Video: Startup funding, exits and investment: insights from Jon Medved, Founder and CEO, OurCrowd

By Valeska Bloch
Banking & Finance Capital Markets Startups

Inside the complex funding environment

Access to funding has long been the missing link in the development of startups in Australia. The Australian startup industry has grown significantly over the past few years as capital has become more available. Alternative funding options, including crowdfunding, give startups more options than ever before. While this presents significant opportunities for startups, the complex funding environment can be difficult to navigate.

Key takeaways

Australia's startup ecosystem is making huge strides

Australia has a strong technology sector and quality universities but the challenge has been providing access to finance (in an appropriate manner) to startups.

There has been a huge increase in access to finance in recent years, particularly as superfunds increasingly focus their attention on startups and as international investors increasingly discover Australian companies.

The rise of crowd funding complements traditional funding options

There are a number of funding options for startups: corporate venture capital, venture capital funds, angel investors, and now, crowd funding.

Crowd funding also comes in many forms. OurCrowd takes an approach similar to venture capital and gets actively involved in the companies that it funds to guide them as they grow.

Crowd funding does not replace traditional funding options—it complements the suite of funding available to budding startups.

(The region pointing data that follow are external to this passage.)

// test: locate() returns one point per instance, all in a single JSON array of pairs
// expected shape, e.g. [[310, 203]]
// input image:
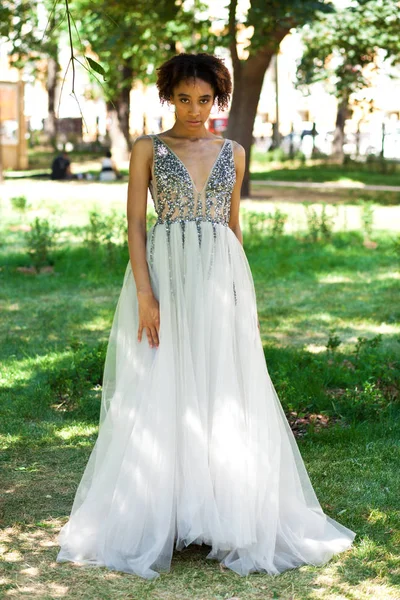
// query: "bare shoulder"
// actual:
[[143, 144], [142, 150], [239, 155]]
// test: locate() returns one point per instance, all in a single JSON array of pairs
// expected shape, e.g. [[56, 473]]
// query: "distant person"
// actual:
[[109, 170], [61, 167]]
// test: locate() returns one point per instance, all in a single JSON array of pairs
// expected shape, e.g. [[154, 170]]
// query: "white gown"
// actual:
[[194, 446]]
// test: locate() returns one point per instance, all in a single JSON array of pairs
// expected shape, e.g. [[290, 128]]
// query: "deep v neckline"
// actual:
[[187, 170]]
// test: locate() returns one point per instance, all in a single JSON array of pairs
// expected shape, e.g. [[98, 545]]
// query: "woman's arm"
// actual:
[[234, 223], [139, 176]]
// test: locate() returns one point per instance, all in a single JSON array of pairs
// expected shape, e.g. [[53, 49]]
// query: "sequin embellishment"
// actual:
[[176, 200]]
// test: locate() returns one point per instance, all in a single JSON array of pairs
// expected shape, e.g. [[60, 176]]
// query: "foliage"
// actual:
[[107, 231], [337, 47], [269, 17], [41, 241], [270, 224], [319, 226]]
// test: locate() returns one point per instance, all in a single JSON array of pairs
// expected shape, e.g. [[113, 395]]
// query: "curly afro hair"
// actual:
[[205, 66]]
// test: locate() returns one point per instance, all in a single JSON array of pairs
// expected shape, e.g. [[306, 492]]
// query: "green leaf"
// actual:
[[96, 67]]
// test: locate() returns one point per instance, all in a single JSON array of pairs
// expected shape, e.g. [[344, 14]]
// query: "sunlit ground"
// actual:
[[301, 297]]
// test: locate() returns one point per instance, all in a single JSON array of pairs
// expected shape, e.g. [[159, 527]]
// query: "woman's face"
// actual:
[[193, 100]]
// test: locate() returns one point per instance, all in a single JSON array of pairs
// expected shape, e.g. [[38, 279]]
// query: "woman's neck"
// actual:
[[180, 131]]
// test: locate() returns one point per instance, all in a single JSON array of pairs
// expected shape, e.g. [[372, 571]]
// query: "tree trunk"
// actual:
[[51, 86], [338, 138], [118, 117], [248, 77]]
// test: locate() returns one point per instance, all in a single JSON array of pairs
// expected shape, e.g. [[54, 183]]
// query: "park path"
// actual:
[[337, 185]]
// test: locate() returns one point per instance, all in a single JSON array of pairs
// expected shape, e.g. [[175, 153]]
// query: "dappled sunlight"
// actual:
[[365, 277], [314, 348]]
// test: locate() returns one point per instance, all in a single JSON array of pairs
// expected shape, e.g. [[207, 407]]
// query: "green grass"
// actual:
[[53, 334], [321, 171]]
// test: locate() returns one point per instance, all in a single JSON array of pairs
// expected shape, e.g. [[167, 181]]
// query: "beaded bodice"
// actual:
[[173, 191]]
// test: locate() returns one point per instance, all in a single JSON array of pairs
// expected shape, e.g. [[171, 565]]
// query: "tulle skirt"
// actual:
[[193, 445]]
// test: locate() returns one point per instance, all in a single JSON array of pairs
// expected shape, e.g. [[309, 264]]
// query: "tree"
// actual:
[[19, 25], [338, 48], [268, 22]]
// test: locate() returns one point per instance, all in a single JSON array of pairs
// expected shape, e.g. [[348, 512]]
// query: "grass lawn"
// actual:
[[315, 170], [321, 171], [53, 330]]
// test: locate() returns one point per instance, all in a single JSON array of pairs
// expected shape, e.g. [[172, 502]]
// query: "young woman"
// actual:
[[193, 446]]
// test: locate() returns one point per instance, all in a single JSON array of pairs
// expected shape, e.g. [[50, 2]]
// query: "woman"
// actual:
[[193, 446]]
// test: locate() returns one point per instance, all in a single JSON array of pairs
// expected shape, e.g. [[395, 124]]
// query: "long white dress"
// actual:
[[193, 445]]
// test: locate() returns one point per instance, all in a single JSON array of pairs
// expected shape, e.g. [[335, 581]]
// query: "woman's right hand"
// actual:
[[149, 318]]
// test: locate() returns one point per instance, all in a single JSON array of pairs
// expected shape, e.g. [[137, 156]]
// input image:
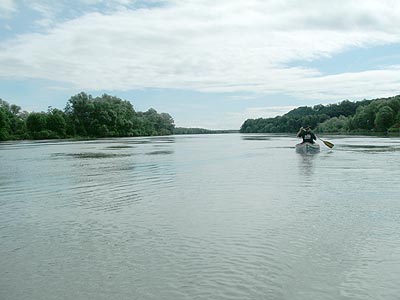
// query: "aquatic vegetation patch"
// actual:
[[119, 147], [160, 152]]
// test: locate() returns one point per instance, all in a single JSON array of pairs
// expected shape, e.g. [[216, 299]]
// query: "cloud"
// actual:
[[7, 8], [233, 120], [224, 46]]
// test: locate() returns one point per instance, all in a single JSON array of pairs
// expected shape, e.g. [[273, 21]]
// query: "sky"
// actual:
[[209, 64]]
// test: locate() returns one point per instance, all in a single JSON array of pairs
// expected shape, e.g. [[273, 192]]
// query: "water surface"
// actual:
[[200, 217]]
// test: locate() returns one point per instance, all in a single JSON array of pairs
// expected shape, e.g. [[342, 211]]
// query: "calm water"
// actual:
[[200, 217]]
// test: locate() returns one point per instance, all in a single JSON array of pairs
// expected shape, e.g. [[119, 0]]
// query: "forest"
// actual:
[[364, 117], [83, 117]]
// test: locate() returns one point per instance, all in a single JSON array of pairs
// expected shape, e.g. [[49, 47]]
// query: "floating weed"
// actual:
[[160, 152], [90, 155]]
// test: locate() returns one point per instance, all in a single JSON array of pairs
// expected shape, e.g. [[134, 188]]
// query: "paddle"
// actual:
[[328, 144]]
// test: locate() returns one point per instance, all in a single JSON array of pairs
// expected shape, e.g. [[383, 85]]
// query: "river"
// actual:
[[200, 217]]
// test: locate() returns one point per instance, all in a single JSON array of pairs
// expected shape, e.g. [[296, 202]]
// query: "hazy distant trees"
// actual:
[[378, 115], [83, 116]]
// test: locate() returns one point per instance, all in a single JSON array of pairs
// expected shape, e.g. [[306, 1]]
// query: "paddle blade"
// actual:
[[328, 144]]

Exits are important, but investors and startups should look at exits in different ways

Investors need to think about exits all the time. It is important to get out at the right time and in the right way. Success as an investor often depends on a very few huge successes, so it is important not to get out as soon as the first good offer appears.

For startups, it is important to focus on building a business, not on simply building to an exit. While it is important to stay in contact with bankers, analysts and potential corporate players, this should not overshadow the importance of getting the fundamentals right.

Startups should be careful not to limit their options for an exit too early. For example: bringing corporate partners into a company with a right of first refusal at an early stage can limit the value of the startups later on. It is important to have reliable advisers at an early stage, to avoid making these kind of mistakes that look good in the short term.

Investing in startups is different to investing in public stocks

Investors should add value to the startups they invest in. This includes helping startups raise additional finance and getting involved in further investment rounds. Investors should also help startups develop their businesses by putting them in touch with potential partners, funders and hirers.

This makes startups different to traditional investments. Unlike established public companies, startups often need and expect assistance from their investors.

The future for major corporations depends on innovation

This means they are looking desperately for startups who are innovating in their area. Corporations are aggressively chasing innovation. There are great opportunities for startups that are able to meet this corporate demand.

OurCrowd is a leading equity crowdfunding platform that gives individual investors access to the startup sector. Rather than operating only as an investment platform, OurCrowd maintains a highly curated investment portfolio and actively works to develop the companies in which it invests. OurCrowd has over 25,000 accredited investors globally (including in Australia) and more than $1 billion under management.